Stir the mixture for about five minutes to ensure that it is mixed well.
- 4. Now it’s time to add your liquid form oil. Measure your olive oil
and then add it to the melted solid oils. You want the temperature to be about
110–120 degrees F.
- 5. Once both the lye mixture and oil mixture reach about 110–120 degrees,
pour the lye mixture into the pot with the oil mixture. Blend with a hand blender
for a full five minutes.
- 6. Add about a teaspoon of the essential oils of your choice.
You can also add colorant and/or herbs if you’d like.
- 7. Carefully pour your mixture into your mold.
- 8. Cover your mold with plastic wrap, and then put a towel over it to
keep the heat in.
Curing Handmade Soap
Allow your mold to set for at least 24 hours. When you check on it,
the soap will be hard and opaque. If the soap is still warm, allow it to
cool for a few more hours. Once the soap is completely cool, remove the mold.
Cut the soap into thick bars. Allow it to cure for about one month in a
dust-free area before you use it. You can turn the bars over frequently
Storing Handmade Soap
You can store it in a shoebox. Be sure to place a space in between each
bar standing them up to allow them to breath.
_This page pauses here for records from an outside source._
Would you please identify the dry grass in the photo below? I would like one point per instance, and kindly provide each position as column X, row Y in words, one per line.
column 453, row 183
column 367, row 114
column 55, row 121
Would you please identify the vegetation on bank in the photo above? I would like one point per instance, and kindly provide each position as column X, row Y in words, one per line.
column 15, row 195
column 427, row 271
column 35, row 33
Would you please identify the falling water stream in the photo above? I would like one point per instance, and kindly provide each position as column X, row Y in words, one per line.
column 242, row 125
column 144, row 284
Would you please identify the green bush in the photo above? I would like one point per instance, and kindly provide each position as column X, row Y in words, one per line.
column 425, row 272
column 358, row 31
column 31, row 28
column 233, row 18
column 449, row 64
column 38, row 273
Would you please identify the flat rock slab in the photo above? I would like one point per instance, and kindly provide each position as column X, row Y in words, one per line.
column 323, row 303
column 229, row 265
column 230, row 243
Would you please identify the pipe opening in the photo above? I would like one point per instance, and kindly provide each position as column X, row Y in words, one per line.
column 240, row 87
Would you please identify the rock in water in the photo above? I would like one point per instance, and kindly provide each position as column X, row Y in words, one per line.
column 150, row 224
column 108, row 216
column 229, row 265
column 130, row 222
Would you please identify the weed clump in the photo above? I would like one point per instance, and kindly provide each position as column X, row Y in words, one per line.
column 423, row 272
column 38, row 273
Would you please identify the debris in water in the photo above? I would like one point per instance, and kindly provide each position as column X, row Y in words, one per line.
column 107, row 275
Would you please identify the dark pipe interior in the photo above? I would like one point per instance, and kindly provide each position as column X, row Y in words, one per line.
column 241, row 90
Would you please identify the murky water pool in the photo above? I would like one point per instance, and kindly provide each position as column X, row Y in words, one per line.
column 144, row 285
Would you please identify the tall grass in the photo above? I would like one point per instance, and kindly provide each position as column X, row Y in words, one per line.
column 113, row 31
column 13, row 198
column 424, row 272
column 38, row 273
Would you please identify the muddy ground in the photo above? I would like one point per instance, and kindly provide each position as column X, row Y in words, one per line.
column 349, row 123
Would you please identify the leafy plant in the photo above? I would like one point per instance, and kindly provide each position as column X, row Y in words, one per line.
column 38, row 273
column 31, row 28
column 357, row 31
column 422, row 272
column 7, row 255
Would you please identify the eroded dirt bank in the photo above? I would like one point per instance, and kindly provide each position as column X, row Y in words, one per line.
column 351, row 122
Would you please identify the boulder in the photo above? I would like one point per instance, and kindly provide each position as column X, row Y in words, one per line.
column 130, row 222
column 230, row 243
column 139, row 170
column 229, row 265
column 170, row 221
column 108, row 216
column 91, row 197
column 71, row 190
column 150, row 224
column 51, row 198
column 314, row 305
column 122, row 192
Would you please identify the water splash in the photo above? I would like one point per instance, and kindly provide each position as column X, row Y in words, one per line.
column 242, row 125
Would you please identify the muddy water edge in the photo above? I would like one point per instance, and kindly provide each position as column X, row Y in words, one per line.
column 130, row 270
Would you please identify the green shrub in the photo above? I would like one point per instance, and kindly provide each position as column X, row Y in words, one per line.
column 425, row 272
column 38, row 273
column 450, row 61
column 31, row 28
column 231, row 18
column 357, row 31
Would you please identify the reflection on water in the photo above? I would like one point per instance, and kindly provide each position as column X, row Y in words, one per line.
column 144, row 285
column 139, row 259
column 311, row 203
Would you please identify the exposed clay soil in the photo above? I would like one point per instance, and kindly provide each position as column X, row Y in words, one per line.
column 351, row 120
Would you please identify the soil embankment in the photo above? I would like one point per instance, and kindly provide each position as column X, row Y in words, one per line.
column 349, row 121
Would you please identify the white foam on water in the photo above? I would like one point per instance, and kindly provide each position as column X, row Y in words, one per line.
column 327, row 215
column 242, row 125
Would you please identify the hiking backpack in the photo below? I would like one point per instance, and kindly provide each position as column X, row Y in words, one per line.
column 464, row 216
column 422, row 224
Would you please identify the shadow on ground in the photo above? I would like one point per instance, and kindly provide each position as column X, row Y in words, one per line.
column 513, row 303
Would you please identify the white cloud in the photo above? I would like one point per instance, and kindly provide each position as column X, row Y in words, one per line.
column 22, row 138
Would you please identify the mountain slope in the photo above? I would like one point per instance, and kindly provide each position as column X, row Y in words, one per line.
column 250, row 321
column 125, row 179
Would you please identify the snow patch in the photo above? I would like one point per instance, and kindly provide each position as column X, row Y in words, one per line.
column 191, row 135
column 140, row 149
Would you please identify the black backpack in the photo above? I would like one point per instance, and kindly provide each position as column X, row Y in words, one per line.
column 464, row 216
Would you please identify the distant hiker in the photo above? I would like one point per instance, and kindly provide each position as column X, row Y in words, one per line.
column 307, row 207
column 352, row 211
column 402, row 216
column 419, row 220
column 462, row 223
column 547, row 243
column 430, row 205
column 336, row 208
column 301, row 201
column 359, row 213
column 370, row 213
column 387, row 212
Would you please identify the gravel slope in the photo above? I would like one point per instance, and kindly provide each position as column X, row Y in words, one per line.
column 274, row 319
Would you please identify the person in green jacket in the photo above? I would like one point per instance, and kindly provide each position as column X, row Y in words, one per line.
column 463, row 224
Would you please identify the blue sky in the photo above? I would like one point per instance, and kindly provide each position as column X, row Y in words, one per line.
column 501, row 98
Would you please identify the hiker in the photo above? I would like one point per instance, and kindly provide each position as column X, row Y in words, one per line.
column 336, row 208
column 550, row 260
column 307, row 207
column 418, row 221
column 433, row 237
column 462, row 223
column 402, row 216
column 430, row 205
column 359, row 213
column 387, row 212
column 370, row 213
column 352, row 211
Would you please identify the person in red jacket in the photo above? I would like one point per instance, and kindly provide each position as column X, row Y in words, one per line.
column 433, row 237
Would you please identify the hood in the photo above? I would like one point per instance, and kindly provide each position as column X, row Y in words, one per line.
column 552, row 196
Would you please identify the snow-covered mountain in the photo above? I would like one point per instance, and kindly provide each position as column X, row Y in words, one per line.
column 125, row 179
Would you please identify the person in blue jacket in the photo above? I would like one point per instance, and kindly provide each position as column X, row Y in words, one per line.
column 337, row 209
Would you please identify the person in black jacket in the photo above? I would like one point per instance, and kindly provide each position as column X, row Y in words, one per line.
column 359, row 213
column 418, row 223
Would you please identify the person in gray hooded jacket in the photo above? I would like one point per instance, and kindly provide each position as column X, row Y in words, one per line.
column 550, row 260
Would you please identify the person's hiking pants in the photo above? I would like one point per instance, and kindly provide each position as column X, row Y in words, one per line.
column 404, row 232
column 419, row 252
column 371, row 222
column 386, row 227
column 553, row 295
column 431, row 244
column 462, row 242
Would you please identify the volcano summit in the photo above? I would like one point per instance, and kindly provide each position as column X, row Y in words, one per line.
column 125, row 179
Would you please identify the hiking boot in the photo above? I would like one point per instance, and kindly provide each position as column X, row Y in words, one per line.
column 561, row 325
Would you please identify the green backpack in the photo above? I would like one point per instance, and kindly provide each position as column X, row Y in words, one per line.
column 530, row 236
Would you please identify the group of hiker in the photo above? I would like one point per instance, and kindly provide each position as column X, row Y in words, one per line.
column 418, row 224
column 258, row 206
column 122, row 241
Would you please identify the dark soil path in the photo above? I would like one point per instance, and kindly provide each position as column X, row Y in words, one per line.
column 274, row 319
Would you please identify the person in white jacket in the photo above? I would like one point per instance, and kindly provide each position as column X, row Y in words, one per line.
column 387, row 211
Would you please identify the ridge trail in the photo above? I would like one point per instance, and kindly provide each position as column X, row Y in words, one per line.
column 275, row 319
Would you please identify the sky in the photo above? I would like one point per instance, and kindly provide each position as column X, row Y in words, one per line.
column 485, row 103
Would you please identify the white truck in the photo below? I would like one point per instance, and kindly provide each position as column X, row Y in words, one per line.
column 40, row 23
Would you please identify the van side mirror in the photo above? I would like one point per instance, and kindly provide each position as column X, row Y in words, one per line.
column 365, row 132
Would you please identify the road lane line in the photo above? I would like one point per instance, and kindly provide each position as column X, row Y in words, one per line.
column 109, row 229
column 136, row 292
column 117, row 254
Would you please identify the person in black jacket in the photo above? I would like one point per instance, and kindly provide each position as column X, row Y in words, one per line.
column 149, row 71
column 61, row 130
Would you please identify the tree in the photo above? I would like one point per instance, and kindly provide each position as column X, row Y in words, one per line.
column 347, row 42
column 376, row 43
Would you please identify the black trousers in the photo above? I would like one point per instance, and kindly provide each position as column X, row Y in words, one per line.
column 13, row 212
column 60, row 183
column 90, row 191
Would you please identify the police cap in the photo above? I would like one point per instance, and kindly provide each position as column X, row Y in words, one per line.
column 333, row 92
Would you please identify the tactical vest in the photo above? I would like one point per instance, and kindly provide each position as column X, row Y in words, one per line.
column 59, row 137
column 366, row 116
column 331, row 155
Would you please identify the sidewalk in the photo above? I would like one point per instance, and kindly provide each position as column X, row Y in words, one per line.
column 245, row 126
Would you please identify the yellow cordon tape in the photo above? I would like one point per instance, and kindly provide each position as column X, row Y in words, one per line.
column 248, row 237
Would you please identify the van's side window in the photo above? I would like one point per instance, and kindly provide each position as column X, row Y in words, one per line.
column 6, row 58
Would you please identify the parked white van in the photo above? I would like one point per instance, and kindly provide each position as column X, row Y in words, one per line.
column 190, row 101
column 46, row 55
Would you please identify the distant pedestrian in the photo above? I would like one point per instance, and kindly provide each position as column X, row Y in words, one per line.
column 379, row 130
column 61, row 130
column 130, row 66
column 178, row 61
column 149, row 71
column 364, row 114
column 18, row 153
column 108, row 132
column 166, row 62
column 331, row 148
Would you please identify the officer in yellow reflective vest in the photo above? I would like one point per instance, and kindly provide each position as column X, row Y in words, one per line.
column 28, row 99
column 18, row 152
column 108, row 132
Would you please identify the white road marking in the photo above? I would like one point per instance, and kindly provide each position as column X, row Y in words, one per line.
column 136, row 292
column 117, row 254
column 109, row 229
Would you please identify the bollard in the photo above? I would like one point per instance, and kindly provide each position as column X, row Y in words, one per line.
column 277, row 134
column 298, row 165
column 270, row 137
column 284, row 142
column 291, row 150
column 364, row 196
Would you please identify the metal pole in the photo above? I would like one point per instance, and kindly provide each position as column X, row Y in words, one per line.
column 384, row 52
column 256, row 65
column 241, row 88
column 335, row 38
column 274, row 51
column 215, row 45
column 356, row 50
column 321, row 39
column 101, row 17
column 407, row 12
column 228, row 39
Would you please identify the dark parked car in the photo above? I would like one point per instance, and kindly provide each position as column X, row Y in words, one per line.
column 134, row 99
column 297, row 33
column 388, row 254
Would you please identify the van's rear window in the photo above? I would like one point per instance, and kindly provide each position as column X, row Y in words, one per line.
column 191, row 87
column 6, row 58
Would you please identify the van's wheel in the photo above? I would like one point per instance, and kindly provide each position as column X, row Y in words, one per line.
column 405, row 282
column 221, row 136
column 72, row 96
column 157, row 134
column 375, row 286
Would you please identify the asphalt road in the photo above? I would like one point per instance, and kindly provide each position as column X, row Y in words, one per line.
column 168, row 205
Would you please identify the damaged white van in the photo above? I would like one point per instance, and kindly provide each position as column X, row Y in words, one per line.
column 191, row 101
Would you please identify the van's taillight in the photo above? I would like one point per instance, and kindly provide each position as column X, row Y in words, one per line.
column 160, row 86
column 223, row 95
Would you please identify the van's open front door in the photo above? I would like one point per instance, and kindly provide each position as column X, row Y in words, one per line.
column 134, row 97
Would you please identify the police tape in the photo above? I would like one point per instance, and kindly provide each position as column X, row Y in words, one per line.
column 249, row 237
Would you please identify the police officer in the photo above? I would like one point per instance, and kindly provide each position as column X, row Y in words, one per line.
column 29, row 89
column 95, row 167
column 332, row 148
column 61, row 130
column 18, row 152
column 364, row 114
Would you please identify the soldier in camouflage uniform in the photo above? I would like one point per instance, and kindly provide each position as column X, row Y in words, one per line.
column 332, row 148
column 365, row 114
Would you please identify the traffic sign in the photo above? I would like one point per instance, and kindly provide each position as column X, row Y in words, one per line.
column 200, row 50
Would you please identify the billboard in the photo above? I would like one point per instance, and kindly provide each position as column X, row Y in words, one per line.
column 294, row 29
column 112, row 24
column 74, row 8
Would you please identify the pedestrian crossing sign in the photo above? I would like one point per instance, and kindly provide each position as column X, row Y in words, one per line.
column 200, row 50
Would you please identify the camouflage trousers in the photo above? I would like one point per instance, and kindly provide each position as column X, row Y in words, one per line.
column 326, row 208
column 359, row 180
Shoeboxes work well because
they allow your soap to breathe, unlike a sealed plastic container. Keep
them out of direct sunlight in a cool place. Handmade soap should store
up to 12 months, some longer. Depending on the type of essential oil you use,
the scent may fade after several months. Be sure to store similar scents
together if you are making it in bulk. For example, store citrus scents
in one shoebox and minty scents in another shoebox.
More about Additives
Once you get the process down, you can play around with different additives,
such as coffee grinds, oatmeal, or cocoa powder; herbs such as lemongrass or mint;
and spices such as ginger, cinnamon, or cloves. You can also use different oils and
butters. To scent your soap, you can use essential oils and fragrant oils.
They both work well if you choose good-quality oil. The main difference between
the two is that essential oils are natural, whereas fragrant oils have chemical
components. For an interesting look, you can get creative and mix colors to
swirl your soaps in different color combinations, stamp your soap, color block
it, or even infuse it.
As you can see, numerous possibilities and combinations of oils,
butters, and additives are out there for soap making. The finished product,
handmade bars of soap, make great DIY gifts because soap is an inexpensive
craft that you can make in bulk and personalize. You can wrap your bars in
textured papers, tie it up with twine, and add a tag for a special touch.